Hardcore ve metal birbirine zıt giderken yepyeni bir tür punk’ın şarkı söyleme stili ve müzikal özelliğiyle metal rifflerinin ve kültürünün birleşimiyle ortaya çıktı. Genellikle bir dakikanın altında süren muhalif şarkılar dinleyiciyi riff’lerle sersemletiyordu...Vokaller neredeyse tellal ya da çığırtkanlar gibi yüksek sesli ve şiddetli bağırıyordu. Müzik genelde düşük kalitede olsa da hızlı ve aniden durulup coşan gitar tekniği alışılmışın oldukça dışındaydı. Tüm bunların yanında açılan bu yeni bulvar sayesinde artık siyaset de ebedi olarak metale girmiş bulunuyordu. Bu yeni türün adı thrash metaldi...

Thrash metalin kökeni 1970’lerin sonuna ve 1980’lerin başına bazı metal gruplarının hardcore punk’ın aşırı hızını klasik metal melodilerine eklemesine dayanır. İki grupsa bu yeni formu belirginleştirme şerefine nail olmuştur: Venom ve tabiki Motörhead..
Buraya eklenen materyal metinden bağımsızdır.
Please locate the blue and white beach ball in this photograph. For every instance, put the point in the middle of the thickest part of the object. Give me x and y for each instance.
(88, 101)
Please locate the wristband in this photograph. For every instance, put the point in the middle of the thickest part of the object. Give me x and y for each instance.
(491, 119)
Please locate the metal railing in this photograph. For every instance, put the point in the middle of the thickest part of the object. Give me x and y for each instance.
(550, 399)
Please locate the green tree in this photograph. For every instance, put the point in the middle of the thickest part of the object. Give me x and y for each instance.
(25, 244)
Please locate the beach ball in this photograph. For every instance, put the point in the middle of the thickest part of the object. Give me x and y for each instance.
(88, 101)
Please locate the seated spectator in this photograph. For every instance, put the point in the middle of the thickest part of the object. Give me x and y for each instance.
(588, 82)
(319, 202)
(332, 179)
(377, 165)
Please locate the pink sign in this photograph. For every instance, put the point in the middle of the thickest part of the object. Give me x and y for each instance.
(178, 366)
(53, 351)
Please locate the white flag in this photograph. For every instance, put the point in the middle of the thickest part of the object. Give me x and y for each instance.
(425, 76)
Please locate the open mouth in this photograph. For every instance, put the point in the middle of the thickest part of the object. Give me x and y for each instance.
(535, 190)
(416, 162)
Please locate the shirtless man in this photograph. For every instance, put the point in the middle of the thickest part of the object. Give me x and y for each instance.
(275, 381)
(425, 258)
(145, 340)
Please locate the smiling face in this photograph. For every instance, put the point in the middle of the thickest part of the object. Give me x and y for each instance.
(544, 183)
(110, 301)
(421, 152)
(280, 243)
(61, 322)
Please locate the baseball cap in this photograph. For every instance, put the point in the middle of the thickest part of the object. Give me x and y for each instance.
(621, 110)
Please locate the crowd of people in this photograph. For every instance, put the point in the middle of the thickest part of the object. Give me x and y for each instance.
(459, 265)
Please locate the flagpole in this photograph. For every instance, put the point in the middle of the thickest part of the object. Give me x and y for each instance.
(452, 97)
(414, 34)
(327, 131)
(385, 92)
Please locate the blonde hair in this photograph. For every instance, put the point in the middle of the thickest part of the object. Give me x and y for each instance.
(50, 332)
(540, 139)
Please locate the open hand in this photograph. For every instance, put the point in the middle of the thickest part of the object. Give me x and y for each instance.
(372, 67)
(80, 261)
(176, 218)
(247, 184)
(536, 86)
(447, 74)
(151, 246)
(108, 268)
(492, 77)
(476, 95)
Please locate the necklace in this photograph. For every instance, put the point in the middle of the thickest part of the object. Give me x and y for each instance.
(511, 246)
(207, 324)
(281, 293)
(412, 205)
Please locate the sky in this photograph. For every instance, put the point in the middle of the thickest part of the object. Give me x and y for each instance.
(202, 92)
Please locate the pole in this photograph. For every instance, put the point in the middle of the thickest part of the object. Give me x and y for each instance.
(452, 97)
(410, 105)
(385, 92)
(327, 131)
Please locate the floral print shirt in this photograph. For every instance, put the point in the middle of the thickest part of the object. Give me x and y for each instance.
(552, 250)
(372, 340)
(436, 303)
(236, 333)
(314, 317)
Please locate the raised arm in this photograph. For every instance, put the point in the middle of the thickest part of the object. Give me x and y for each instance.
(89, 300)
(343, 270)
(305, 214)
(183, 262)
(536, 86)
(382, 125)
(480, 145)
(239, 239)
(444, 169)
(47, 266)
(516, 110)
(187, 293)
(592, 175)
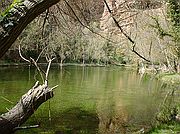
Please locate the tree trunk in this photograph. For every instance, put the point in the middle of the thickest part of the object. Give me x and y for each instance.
(26, 106)
(17, 18)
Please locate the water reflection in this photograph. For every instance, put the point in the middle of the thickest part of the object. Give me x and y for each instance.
(104, 100)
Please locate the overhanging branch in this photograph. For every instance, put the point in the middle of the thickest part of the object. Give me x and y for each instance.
(125, 34)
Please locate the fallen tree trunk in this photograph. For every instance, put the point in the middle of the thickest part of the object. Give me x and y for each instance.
(26, 106)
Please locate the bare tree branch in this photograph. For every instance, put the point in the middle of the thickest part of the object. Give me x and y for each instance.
(124, 33)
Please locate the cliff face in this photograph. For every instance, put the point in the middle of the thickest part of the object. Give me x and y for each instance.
(136, 18)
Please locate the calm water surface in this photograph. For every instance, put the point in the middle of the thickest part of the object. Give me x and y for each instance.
(89, 100)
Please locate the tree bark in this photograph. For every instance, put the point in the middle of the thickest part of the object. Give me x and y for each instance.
(17, 18)
(26, 106)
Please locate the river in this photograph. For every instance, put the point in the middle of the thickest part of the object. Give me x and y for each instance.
(89, 100)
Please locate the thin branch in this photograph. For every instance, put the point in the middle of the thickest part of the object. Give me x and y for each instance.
(85, 25)
(22, 56)
(46, 17)
(47, 71)
(26, 127)
(126, 35)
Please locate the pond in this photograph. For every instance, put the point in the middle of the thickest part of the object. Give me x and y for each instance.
(89, 100)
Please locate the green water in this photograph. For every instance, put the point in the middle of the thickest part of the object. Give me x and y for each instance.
(89, 100)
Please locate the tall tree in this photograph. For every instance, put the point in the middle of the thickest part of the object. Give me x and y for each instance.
(14, 19)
Tüm bunların ötesinde thrash metal kategorize etmesi güç bir şey de kanıtlamıştı. Bazı metal fanları ve müziyenleri oluşan bu yeni türü değişmez sabit bir konsepte oturtmaya çalışsalar da diğerleri bu kısıtlamaya karşı çıkıp böyle bir sınıflandırmayı gereksiz buldular. Çünkü iki farklı metal türü arasında geçişler olması genel bir durumdu. Hatta metal olmayan türlerin bile metal müziğe etkisi oluyordu..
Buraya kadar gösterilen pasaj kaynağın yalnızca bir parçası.